Maybe you like business trips. The chance to go somewhere new, eat out for every meal, dry off with a fresh towel each morning, and be away from the daily life of the office (and the home) for a while. You do not, however, like filing your expenses when you get home.
Uber thinks it can help. Today, it announced that it’s expanding Uber for Business to incorporate its Eats food delivery service, aiming to make it easier for companies to help their employees get grub as well as get around.
Since 2014, companies using Uber for Business have been able to run and pay for group accounts. The folks in charge choose who’s allowed to take rides (and they can set conditions like cost ceilings, vehicle type, and locations).

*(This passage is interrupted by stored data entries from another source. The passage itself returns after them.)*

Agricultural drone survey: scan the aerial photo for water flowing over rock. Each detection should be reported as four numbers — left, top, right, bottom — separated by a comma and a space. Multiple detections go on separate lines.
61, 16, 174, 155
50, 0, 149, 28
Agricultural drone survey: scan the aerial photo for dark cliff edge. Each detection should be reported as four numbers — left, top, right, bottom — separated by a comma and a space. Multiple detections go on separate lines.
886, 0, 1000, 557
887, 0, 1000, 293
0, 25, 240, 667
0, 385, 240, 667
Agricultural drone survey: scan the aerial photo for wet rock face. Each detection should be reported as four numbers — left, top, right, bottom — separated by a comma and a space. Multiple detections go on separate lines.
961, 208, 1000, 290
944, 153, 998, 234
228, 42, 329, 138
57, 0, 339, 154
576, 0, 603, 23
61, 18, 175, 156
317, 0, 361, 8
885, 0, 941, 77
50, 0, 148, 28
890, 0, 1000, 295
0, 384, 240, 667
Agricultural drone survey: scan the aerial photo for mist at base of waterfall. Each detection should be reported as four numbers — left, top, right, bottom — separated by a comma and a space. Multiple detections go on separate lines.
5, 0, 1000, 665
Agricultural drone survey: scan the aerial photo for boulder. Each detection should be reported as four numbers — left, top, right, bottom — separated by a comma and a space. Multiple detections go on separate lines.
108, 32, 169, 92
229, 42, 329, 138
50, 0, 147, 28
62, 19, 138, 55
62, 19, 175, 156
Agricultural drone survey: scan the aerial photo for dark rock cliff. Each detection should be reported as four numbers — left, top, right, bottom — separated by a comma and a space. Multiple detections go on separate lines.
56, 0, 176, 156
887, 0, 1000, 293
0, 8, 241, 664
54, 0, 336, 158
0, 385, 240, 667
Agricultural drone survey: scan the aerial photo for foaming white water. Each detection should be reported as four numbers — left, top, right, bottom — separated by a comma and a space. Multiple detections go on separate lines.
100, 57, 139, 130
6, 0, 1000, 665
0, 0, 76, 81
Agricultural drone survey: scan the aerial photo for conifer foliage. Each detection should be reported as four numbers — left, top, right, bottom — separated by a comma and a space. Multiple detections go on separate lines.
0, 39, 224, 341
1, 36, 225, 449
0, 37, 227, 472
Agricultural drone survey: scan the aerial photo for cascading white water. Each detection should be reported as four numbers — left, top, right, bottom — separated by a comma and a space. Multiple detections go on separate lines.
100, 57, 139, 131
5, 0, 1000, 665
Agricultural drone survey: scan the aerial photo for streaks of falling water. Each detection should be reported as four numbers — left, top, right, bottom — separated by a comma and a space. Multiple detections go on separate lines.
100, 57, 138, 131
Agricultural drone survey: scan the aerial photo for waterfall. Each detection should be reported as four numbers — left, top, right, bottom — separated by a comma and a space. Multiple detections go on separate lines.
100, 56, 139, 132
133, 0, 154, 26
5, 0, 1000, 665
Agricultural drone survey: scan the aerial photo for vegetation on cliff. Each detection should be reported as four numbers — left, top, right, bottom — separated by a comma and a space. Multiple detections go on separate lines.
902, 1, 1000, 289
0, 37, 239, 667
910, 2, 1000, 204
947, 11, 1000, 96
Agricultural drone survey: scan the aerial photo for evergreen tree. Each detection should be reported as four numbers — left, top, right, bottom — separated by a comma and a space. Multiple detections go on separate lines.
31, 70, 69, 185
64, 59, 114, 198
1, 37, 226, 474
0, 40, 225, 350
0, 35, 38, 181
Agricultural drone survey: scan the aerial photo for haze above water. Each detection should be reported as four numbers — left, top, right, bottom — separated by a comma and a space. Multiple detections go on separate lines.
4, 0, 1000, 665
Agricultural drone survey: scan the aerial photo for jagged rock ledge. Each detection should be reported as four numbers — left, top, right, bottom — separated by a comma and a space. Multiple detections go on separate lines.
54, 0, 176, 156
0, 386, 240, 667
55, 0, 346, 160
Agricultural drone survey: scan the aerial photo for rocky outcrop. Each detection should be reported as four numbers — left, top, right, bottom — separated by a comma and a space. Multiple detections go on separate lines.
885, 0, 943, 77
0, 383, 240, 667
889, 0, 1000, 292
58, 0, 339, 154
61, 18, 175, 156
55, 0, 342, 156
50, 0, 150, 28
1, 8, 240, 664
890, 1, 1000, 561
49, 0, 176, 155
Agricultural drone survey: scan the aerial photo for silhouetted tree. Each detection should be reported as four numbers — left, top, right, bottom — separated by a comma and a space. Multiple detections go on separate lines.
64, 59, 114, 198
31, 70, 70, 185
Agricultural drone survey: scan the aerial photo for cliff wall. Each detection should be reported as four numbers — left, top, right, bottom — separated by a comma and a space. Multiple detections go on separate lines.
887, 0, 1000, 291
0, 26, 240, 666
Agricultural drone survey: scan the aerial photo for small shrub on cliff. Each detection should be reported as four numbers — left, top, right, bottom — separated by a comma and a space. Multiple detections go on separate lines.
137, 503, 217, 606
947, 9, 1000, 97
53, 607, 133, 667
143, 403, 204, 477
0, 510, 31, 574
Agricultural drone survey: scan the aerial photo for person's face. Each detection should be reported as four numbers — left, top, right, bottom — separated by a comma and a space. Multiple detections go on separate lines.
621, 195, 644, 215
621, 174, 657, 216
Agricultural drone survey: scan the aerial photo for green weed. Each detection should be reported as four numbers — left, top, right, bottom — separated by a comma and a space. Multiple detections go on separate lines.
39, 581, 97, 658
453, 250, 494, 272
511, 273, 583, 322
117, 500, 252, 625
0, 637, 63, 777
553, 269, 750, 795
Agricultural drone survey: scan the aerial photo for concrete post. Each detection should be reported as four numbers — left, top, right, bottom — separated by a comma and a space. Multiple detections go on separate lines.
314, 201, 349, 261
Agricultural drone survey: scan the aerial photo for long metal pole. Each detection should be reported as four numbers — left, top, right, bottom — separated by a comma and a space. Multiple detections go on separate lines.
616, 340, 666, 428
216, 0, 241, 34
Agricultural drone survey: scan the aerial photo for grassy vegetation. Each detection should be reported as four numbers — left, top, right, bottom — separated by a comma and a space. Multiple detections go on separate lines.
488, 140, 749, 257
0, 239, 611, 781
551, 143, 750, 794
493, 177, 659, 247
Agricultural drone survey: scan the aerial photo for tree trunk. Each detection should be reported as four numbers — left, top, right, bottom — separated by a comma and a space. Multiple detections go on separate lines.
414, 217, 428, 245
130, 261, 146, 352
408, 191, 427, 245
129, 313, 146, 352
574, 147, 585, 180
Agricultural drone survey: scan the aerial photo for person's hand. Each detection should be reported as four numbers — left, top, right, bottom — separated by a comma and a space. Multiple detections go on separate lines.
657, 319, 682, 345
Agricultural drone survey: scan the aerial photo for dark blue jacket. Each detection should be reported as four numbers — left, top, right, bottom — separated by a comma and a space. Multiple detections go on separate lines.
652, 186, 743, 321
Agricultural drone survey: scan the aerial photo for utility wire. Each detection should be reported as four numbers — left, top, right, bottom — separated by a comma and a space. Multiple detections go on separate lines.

They can use the service to send rides to clients or whomever (even those without smartphones). In exchange for a 10 percent markup on those rides, they get a single bill, putting a dent in the piles of receipts their employees must file and validate. The service plays nice with a bunch of expense accounting software services, and is used by 65,000 companies around the world, including JP Morgan, Dell, Goldman Sachs, and Salesforce.
Integrating Eats into the service means those companies can now make it seamless for their minions chow down, too. Employees can use it to order meals when they’re stuck at the office after hours, for team or client meetings, or while on the road. They can set restrictions on when and where workers are when they place orders, and how much they can spend. And again, the company gets one centralized bill, which it can pay as it goes or once a month.
The demand, apparently, is there: Uber says expense service Concur processed hundreds of thousands of Uber Eats receipts in 2017, a seven-fold increase over 2016. So if your company signs on, you don’t have to save and submit a receipt for that meatball sub, then wait for reimbursement. You can focus your energy on
your work regretting all those calories.
This relatively small upgrade won’t do much for Uber’s bottom line, but as the ride-hailing giant sails toward a planned IPO next year, it’s focused on the big goal of helping people move around as much as possible, without ever leaving the app.
Uber can now get you a black car, a cheaper car, a shared car. It’ll put you on an electric bike or a scooter. It’s working on helping you pay for public transit. It brings you food. “We’re evolving into this platform,” says Eats chief Stephen Chau.
Uber Eats for Business expands that ecosystem, giving companies and their employees more reason than ever to come along for the ride.